I.e., basically, assuming for example unsigned-long numbers, something like:

import os

# no more than 100 million items in memory at a time
MAXINMEM = int(1e8)

class bigarray(object):
  def __init__(self):
    self.f = open('afile.dat', 'w+')
    self.a = array.array('L')
  def append(self, n):
    self.a.append(n)
    if len(self.a) > MAXINMEM:
      self.a.tofile(self.f)
      del self.a[:]
  def pop(self):
    if not len(self.a):
      try: self.f.seek(-self.a.itemsize * MAXINMEM, os.SEEK_END)
      except IOError: return self.a.pop()  # ensure normal IndexError &c
      try: self.a.fromfile(self.f, MAXINMEM)
      except EOFError: pass
      self.f.seek(-self.a.itemsize * MAXINMEM, os.SEEK_END)
      self.f.truncate()
    return self.a.pop()

Of course you can add other methods as necessary (e.g. keep track of the overall length, add extend, whatever), but if pop and append are indeed all you need this should serve.

柠檬心 2024-08-23 04:47:52

可能有多种方法可以将列表数据存储在文件中而不是内存中。您选择如何执行此操作完全取决于您需要对数据执行哪种操作。您需要随机访问第 N 个元素吗?您需要迭代所有元素吗?您会搜索符合特定条件的元素吗?列表元素采用什么形式?您只会在列表的末尾插入,还是也在中间插入?是否有元数据可以与磁盘上的大部分项目一起保留在内存中?等等等等。

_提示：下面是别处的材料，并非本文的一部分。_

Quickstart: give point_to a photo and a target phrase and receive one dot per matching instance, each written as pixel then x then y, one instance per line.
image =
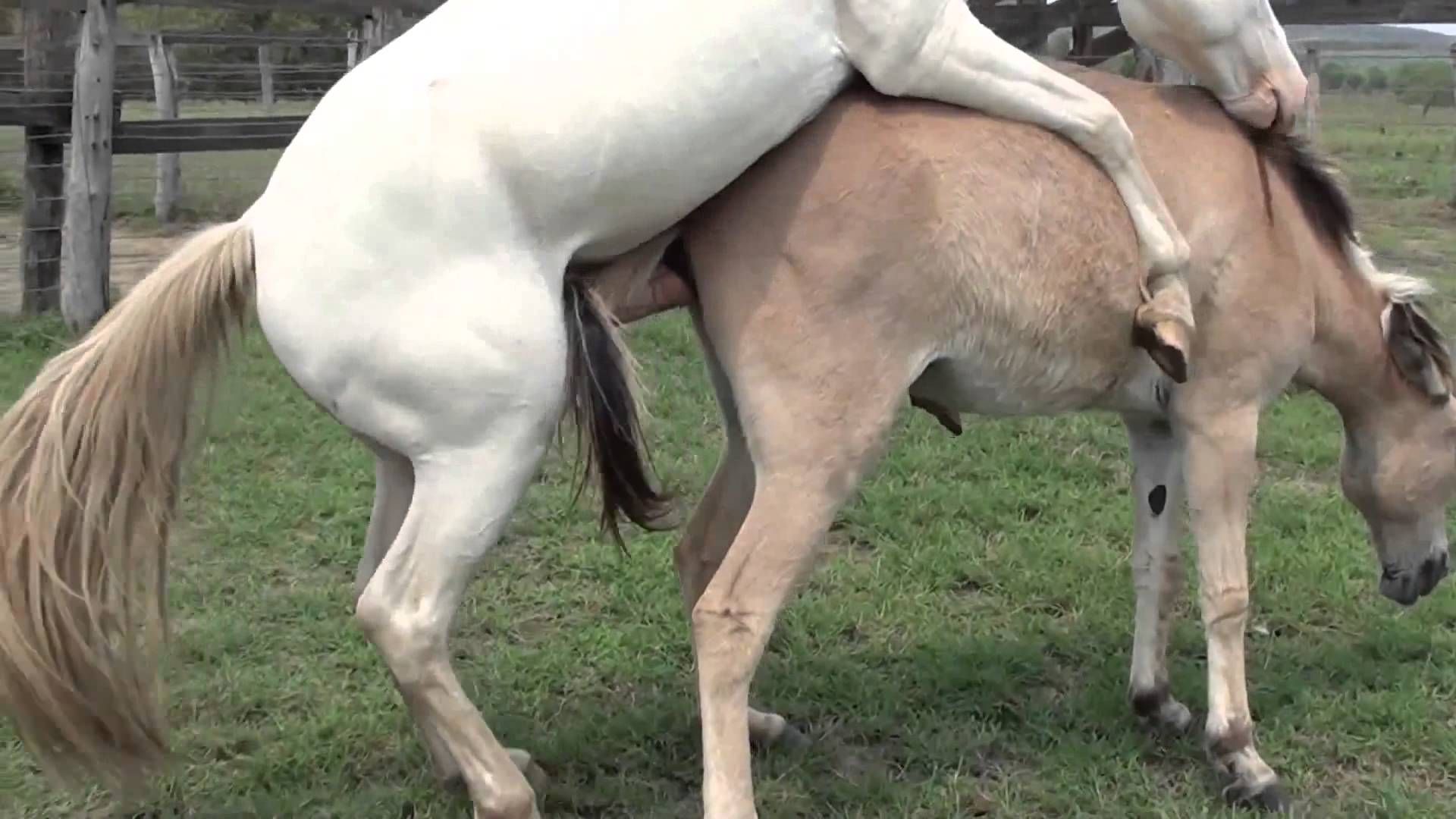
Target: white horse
pixel 410 264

一种可能性是建立关系数据结构,并将其存储在 SQLite 数据库中。

There are probably dozens of ways to store your list data in a file instead of in memory. How you choose to do it will depend entirely on what sort of operations you need to perform on the data. Do you need random access to the Nth element? Do you need to iterate over all elements? Will you be searching for elements that match certain criteria? What form do the list elements take? Will you only be inserting at the end of the list, or also in the middle? Is there metadata you can keep in memory with the bulk of the items on disk? And so on and so on.

One possibility is to structure your data relationally, and store it in a SQLite database.

薔薇婲 2024-08-23 04:47:52

答案是“视情况而定”。

您在列表中存储什么?字符串?整数?物体?

与读取列表相比,写入列表的频率如何?项目是否仅附加在末尾,或者可以在中间修改或插入条目?

如果您只是追加到末尾,那么写入平面文件可能是最简单的可行方法。

如果您要存储可变大小的对象(例如字符串),那么可能会保留每个字符串开头的内存索引,以便您可以快速读取它。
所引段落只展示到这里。